ICT stands for Information and Communication Technology. Let’s say, the Internet. ICT is the third pillar in the Global Competitiveness Index issued by the World Economic Forum and is part of the “Enabling Environment” group: the frame that borders the development of a society.
It isn’t easy to think of a period in history in which a sector or activity has been more essential than ICT in the year 2020. The Covid-19 virus has put our societies at test, has restricted movement as never before, and the world has become much more virtual.
People have worked from home, kids have learned from home, conferences and meetings have been online, we have purchased all kinds of products and services entering our favourite supermarket site or other online shops. Even doctors visited their patients and families have been in touch thru the Internet. How could we have managed this situation without the ICT? For sure it would have been much more complicated.

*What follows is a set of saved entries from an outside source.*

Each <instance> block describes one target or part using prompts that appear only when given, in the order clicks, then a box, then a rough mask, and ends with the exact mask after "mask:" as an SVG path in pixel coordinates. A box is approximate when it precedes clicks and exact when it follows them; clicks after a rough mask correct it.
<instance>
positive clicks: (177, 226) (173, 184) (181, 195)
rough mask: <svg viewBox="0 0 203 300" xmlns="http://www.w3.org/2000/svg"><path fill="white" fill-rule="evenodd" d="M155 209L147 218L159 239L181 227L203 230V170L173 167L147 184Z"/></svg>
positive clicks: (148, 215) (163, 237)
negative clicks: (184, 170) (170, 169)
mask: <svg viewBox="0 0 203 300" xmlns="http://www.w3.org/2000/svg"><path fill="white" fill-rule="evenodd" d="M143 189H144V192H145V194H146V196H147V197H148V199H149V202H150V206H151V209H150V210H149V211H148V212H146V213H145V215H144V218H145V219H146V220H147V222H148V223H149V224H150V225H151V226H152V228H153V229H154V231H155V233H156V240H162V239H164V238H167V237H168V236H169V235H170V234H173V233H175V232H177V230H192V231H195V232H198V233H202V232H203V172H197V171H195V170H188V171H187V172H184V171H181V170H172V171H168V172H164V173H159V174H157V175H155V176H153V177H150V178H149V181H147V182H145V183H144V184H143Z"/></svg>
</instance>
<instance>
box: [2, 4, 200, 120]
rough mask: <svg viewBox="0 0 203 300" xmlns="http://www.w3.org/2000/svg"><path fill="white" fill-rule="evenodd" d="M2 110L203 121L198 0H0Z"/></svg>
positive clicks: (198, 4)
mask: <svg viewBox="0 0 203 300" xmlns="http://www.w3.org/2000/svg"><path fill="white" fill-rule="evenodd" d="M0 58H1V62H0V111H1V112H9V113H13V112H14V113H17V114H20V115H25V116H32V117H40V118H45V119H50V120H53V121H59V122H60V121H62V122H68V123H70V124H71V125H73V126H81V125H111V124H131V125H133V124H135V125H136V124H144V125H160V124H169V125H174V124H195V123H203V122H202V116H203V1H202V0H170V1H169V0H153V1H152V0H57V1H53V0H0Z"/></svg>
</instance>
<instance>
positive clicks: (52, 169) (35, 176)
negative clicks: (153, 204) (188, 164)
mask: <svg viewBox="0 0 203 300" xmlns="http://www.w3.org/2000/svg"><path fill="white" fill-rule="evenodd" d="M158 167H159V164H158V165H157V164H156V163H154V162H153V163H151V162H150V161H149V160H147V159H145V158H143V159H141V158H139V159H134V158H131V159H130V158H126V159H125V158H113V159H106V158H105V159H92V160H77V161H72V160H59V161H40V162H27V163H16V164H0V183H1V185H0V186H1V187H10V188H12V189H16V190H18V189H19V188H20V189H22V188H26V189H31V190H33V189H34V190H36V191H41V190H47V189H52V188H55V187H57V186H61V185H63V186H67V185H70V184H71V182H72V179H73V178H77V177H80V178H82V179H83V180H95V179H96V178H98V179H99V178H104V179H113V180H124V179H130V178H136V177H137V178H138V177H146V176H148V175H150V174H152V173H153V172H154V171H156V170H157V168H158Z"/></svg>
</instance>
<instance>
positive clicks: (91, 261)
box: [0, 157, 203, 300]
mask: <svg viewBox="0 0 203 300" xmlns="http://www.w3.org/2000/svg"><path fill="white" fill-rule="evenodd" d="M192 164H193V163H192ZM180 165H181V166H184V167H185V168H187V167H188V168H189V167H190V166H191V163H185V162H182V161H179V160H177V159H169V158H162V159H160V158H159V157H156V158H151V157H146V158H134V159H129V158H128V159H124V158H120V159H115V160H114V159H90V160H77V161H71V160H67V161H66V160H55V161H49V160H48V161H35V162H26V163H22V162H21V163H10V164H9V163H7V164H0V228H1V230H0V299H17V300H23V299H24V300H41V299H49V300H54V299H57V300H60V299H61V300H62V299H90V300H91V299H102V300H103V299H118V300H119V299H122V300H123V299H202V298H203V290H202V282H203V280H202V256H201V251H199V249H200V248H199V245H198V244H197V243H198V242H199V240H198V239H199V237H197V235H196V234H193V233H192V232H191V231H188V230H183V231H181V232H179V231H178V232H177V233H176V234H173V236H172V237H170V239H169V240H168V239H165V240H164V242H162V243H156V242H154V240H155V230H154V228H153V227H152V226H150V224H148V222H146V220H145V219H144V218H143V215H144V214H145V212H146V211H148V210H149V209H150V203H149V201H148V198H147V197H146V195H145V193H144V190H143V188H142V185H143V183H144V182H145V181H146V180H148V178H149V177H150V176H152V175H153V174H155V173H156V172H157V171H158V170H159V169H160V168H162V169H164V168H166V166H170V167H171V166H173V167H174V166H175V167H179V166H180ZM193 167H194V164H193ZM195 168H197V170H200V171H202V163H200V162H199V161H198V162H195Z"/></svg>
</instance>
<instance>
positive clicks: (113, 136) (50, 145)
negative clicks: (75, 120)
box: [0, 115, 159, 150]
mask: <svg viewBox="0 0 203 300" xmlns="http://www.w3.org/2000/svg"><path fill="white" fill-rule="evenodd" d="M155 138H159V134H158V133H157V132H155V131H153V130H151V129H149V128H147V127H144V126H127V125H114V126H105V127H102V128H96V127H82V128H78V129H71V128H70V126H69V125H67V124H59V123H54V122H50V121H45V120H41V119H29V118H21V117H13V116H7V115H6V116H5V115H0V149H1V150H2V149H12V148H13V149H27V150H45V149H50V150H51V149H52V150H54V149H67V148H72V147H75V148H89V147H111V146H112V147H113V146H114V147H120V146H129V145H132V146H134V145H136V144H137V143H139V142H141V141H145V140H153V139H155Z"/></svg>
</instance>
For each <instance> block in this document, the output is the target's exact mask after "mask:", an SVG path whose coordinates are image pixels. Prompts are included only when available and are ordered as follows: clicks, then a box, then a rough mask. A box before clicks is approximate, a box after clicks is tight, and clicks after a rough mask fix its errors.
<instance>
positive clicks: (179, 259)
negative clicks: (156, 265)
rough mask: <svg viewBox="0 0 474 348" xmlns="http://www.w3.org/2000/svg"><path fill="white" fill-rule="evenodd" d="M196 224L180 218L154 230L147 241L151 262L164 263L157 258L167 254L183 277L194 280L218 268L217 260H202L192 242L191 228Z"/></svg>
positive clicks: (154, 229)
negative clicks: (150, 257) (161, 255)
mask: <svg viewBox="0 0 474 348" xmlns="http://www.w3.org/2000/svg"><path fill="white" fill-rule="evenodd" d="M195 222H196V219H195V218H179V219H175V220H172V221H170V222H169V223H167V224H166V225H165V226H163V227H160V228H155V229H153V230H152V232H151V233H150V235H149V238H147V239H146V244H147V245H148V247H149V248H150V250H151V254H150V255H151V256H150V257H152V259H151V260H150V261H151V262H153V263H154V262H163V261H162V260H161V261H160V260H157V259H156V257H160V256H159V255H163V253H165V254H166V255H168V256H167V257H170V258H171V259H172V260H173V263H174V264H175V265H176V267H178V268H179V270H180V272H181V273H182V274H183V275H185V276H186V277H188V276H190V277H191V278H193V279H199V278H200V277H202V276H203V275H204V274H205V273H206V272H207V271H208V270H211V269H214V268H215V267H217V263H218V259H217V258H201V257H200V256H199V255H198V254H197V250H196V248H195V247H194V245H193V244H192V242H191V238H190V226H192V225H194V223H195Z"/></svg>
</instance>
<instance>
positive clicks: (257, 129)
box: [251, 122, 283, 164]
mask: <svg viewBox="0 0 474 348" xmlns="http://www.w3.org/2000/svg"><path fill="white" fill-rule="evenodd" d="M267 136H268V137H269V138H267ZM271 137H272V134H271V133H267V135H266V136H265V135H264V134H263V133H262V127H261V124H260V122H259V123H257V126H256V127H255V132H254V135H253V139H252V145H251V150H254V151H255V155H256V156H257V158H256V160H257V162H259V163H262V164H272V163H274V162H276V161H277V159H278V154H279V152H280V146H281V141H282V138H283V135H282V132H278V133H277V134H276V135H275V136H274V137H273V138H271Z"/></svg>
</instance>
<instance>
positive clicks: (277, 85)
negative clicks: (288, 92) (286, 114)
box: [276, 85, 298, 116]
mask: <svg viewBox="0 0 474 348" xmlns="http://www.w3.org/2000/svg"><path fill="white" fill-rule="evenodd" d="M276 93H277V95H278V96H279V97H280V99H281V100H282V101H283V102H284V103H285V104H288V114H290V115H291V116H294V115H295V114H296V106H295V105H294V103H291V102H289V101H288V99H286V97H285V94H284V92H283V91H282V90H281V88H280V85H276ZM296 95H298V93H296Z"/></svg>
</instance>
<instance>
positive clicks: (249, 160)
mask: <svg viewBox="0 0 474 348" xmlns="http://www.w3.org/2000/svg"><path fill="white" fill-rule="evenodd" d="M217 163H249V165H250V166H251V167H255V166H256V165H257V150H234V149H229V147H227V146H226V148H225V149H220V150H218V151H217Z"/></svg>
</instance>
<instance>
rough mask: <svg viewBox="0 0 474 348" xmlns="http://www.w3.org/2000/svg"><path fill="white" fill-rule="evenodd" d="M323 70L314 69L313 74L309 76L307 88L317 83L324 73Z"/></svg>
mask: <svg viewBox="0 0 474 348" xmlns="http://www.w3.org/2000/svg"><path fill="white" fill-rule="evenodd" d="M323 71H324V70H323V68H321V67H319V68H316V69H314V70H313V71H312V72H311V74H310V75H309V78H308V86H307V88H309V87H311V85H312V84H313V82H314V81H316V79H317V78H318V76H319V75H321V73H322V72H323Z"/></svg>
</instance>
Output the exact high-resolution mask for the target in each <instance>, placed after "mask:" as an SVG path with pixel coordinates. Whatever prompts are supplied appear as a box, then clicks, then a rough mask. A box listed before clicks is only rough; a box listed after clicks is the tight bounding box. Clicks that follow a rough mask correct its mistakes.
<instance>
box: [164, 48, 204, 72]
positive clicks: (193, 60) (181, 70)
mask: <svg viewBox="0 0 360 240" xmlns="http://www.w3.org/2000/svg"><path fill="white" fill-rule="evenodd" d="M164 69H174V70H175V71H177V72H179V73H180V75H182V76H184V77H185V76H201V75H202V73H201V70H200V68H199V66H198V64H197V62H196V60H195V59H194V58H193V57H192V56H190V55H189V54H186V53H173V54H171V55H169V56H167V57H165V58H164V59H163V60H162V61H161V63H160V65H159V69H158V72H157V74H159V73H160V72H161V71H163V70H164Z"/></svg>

When in Google you dial: “The importance of ICT”, show up more than one hundred ten million results. All areas are touched: transportation, schooling, business, medicine,… Nowadays, all is designed to work online. Our world, as we know it, would collapse without this technology.
A company or country cannot be competitive without ICT. Despite this, the speed and capacity of the Internet, in different countries, shows huge and surprising differences:
Some enormous investments will raise Internet speed everywhere. We will rely on data transmission even for things that we always expected to do ourselves, like for instance driving a car (The car of the future is connected, autonomous, shared, and electric). The local nets will have to be strong enough to cope with the situation.
All kinds of technologies will infiltrate in all aspects of our life. This reality is not free of controversy. Do we want to be fully controlled in exchange for security and a more comfortable life? Much has been written in this regards, for instance this EU report, but the conclusion is far from being definitive.
Of course, thanks to technology, we can find quick responses to our problems. We know now, after just few months from the Covid-19 outbreak, that closing schools was one of the most effective measures to stop spreading the virus (pag 263 on, Lockdown strategies, mobility patterns and Covid-191 Nikos Askitas, Konstantinos Tatsiramos and Bertrand Verheyden). This conclusion means that, given any future new risk, schools and universities will be quickly closed. Most probably, they will even change their obligation of presence in normal circumstances (no evidence of a virus around), once tried and proved that tuition could be equally effective. But not only schools and universities will see changes. In the coming months, maybe years, we will travel less for work reasons, we will visit shops more rarely, we will gather less eagerly in crowded events. An online presence will replace our physical presence, mainly there where we do not find a pleasure to be.
ICT is not an option. We cannot easily imagine competitiveness without the Internet unless what we are looking for is to escape from the frenzy times in which we are living. I have to confess that sometimes I feel tempted, but to many, this possibility cannot be considered. More ICT equals more possibility of activity which equals more competitiveness. The fact that countries such as the UK, Italy or Germany offer such poor internet services is not only difficult to understand; it is also an impediment for their companies and citizens to adapt to new times in an area in which nobody can afford to be left behind.